I’ll start off with a spoiler - the project is derivative. It’s similar to dependencies.io or requires.io - a tool which keeps track of your project’s dependencies and informs you of the latest changes, security issues etc. It’s a project I’ve been toying with for a while, but just never got around to doing it. I’m keen on having proper RSS feed support for it, and various controls for what to report on. So staying up-to date with changes in dependencies fits well into my workflow. Finally, I’m going to call the thing RetroFeed. As noted, this isn’t anything new under the sun. So the main justification for building it would just be “this is my rifle, there are many like it …”.

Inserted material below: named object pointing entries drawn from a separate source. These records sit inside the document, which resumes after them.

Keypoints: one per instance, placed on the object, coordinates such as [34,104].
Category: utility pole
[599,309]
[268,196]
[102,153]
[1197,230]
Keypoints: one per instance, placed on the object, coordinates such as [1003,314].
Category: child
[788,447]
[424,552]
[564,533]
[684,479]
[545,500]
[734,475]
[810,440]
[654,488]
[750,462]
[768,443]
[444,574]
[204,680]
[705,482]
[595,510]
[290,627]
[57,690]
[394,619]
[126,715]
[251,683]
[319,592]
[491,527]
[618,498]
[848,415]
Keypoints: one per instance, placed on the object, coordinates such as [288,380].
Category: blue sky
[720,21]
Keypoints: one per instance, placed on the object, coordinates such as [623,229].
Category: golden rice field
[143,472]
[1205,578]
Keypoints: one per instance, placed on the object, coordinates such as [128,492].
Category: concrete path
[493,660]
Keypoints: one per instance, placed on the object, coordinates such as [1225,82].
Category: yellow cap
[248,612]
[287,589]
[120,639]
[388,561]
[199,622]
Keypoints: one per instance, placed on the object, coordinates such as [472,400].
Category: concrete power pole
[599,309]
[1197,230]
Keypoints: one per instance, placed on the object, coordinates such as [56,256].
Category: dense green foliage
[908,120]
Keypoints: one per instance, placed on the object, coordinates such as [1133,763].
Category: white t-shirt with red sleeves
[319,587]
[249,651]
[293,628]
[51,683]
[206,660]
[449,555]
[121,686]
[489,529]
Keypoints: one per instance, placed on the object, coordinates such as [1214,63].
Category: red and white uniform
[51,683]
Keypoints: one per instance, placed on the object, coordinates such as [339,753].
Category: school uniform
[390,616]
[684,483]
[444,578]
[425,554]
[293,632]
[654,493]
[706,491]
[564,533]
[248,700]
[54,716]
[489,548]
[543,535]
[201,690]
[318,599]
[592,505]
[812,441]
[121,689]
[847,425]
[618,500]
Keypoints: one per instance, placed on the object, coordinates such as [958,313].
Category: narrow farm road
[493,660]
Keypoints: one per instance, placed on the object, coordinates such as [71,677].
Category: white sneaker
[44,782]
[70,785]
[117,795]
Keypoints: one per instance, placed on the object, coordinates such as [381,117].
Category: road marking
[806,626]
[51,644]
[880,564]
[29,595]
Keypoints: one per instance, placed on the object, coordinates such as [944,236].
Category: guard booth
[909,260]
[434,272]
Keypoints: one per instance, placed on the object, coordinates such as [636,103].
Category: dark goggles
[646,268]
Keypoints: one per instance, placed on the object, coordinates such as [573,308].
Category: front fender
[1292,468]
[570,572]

OK, now for some interesting bits. The software stack is going to be Node with TypeScript for the backend, NestJs with Express as a web framework, Raynor with Raynor RPC for NestJs for RPC-ish type stuff. I’ll use Postgres as a datastore with Redis for caching. I’ll use Knex.js as a data access library. I’ll use React & it’s ecosystem for the frontend bits. The local environment will be run off Docker, with docker-compose. Deployment will be done on Google’s cloud. I’ll use the managed SQL and Redis offerings, and run Docker in production. But I won’t go the Kubernetes route, and simply run the services on a compute node with docker run. Infrastructure as code via terraform, of course. Other services I’ll be using are GitHub for code hosting, Travis.Ci for builds, NPM for package hosting, Codecov.io for coverage reports, Cypress.io for end to end testing, Auth0 for easy authentication, and GitHub’s API for repository stuff. The code’s going to be released under the MIT license and I’ll try to be as open as possible about the things I’m doing.

In terms of application architecture, it’s going to be monoliths all the way. And all the code in a single repository. Ditto, as far as controversial choices go, I’ll try to refrain from going full-SPA[1]. If I ever get to the point where it becomes an issue, I’ll be sure to regret it and write the mandatory “How RetroFeed moved away from their old monolith to micro-services/serverless/etc” article.

Anyway, I’ll keep things short and stop here. The next post is going to deal with setting things up for a "hello world" application. Which is more complicated than you’d think nowadays, so stay tuned.

Checkout all the articles in the series here.


[1] What form this might take, I’m not 100% sure now. But, especially with React, I feel like going the SPA route is not so easy for most projects.